In 2019, Guangdong invested 309.8 billion yuan in R&D, accounting for about 2.88 percent of the province's GDP. Meanwhile, there are over 50,000 high-tech enterprises in Guangdong, with nearly a thousand innovation incubators, ranking No.1 in the country.

Following Shenzhen, Guangdong's capital city Guangzhou received approval in September to build a new generation of national artificial intelligence (AI) innovative development pilot zones, injecting more momentum to advanced innovation.



New march


Prior to Xi's latest visit to Guangdong, China unveiled a plan to implement pilot reforms in Shenzhen which are aimed at building the city into a demonstration area of socialism with Chinese characteristics over the next five years. Observers said that new policies in Shenzhen will drive a new round of reforms across China to boost the formation of a new development pattern of "dual circulation" and thus embark on the journey toward fully building a modern socialist country.

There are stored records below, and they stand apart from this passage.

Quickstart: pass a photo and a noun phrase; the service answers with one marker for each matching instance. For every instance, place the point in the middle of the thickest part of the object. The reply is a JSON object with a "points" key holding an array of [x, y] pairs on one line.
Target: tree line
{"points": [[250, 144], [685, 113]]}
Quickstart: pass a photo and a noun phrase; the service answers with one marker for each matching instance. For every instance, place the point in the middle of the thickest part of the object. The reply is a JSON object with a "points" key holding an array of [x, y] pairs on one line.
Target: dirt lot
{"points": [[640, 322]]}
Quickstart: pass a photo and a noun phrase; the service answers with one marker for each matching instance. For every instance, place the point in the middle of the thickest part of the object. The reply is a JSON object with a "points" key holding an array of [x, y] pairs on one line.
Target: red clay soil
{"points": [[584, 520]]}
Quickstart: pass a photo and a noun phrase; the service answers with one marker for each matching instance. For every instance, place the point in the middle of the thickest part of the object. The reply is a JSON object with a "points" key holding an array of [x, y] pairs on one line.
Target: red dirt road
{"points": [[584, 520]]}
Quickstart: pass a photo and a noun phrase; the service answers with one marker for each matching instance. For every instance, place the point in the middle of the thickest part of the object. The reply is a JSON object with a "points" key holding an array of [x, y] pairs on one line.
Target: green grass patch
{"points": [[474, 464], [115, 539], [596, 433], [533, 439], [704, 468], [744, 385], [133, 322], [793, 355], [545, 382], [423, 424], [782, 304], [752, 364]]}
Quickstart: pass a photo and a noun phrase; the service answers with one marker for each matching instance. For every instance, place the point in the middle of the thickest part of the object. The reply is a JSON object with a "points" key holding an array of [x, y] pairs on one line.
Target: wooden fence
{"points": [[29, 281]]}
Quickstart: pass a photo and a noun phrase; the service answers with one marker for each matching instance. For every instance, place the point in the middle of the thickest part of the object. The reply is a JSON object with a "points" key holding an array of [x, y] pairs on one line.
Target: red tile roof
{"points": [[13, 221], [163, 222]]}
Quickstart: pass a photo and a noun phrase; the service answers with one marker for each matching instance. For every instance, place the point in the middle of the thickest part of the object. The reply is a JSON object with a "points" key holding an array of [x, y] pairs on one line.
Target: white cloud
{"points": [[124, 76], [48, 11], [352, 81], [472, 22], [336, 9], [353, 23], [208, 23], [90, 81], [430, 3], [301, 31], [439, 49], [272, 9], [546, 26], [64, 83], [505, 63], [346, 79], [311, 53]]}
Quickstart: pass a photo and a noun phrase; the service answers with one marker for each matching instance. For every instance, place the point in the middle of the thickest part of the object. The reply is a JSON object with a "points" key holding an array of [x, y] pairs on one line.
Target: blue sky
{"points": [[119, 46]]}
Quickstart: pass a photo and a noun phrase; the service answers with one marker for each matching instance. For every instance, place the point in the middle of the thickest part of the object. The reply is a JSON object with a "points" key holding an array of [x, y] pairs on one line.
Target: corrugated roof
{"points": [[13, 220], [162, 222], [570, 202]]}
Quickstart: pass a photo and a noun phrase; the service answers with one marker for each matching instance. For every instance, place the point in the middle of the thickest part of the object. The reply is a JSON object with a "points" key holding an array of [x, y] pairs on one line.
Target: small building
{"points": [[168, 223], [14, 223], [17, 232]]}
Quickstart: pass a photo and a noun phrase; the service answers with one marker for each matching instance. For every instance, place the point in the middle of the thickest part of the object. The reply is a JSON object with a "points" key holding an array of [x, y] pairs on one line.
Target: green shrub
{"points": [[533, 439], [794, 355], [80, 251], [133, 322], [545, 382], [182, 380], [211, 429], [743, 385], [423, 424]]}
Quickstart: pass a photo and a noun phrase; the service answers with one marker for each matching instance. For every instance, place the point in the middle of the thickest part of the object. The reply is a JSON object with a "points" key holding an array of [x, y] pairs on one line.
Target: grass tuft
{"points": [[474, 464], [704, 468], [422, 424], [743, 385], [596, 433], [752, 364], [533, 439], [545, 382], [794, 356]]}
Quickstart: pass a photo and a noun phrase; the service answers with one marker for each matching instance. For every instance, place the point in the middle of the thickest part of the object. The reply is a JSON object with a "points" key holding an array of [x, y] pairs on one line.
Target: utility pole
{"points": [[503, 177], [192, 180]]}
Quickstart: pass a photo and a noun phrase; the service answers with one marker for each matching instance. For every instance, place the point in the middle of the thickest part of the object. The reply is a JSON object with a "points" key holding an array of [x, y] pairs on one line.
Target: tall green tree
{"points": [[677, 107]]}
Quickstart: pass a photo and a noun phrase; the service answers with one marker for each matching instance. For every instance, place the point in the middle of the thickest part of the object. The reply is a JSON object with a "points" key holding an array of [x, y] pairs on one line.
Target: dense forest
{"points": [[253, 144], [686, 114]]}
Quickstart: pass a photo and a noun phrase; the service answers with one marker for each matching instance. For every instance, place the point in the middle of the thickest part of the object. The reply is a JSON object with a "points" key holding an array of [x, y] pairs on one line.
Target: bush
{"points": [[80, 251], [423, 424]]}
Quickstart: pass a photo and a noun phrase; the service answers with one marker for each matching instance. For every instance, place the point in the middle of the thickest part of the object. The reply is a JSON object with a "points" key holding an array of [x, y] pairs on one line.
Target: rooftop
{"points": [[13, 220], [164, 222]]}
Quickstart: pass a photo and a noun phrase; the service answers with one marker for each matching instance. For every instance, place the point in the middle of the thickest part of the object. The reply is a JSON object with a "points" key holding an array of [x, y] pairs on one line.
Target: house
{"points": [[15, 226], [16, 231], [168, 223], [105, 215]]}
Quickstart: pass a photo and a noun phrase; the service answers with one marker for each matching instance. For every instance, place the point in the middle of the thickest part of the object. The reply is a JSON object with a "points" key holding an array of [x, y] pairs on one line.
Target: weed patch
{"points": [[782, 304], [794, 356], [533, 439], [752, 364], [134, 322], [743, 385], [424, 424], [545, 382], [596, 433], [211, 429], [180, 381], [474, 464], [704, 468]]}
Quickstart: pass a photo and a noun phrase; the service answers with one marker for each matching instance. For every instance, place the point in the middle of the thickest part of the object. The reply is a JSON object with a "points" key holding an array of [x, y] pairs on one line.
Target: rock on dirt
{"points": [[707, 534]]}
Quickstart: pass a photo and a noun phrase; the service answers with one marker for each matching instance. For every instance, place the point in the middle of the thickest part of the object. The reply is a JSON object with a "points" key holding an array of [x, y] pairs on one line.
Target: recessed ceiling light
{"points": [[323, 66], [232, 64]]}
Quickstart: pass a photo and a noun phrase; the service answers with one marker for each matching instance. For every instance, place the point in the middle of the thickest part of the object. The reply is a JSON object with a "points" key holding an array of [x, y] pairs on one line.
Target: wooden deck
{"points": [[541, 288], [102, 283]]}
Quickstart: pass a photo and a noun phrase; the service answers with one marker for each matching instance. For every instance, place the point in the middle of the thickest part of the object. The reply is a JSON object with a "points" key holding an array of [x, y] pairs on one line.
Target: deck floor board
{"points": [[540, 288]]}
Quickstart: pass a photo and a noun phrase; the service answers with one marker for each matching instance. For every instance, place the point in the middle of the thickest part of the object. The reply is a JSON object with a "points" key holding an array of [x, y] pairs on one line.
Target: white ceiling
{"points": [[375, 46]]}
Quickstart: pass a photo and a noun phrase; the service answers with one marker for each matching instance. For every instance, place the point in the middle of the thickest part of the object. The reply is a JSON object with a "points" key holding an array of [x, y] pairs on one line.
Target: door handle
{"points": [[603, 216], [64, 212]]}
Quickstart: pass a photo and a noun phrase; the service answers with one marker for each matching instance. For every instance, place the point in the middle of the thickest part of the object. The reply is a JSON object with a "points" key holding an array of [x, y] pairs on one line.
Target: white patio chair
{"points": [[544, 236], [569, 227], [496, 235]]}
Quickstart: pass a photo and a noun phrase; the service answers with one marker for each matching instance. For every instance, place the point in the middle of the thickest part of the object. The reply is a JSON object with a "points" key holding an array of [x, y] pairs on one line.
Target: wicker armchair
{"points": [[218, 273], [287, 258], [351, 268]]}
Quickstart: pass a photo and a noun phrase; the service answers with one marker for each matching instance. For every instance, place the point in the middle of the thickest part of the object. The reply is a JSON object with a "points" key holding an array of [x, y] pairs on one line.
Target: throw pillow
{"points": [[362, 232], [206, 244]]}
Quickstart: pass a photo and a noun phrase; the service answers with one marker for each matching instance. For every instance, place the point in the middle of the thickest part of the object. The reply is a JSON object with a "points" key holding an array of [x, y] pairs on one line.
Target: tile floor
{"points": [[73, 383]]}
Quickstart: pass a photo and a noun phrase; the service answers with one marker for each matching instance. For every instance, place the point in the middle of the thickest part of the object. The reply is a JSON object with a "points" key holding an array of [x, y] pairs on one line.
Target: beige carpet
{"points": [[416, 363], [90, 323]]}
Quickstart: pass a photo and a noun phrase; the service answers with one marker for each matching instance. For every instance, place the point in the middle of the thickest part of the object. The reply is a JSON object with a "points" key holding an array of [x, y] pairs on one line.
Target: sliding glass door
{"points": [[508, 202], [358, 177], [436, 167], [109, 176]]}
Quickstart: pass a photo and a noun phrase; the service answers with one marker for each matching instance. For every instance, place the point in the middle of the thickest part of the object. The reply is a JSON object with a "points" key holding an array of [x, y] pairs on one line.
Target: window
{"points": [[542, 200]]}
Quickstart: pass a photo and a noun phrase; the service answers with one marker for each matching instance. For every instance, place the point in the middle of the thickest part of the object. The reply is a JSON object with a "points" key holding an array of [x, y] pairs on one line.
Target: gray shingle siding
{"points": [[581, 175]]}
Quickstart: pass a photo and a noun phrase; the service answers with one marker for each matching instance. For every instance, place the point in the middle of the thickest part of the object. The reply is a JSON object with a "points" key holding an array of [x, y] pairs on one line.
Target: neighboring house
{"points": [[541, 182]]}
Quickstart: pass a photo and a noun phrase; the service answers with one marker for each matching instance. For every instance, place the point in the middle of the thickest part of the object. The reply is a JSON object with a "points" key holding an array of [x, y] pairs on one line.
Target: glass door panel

"To release the great potential of the domestic economy under the new development pattern, the market should play a more important role in spearheading a more effective allocation of resources. That's why new reforms are essential," Mao Yanhua, a professor at the Institute of Guangdong, Hong Kong and Macao Development Studies at Sun Yat-sen University, told the Global Times on Tuesday.

In addition, a slew of remarkable opening-up measures came along with the document such as a further relaxation of market access for foreign capital in the sphere of cutting-edge technologies and establishing an internationally competitive talent mechanism.

This shows the Chinese central government's determination to continue expanding opening-up to strengthen the domestic economy, despite the growing US-led crackdown on China's development, Mao said.

Xi previously visited Shenzhen twice - in December 2012 and October 2018 - after assuming the post of general secretary of the Communist Party of China (CPC) Central Committee in 2012, according to Xinhua.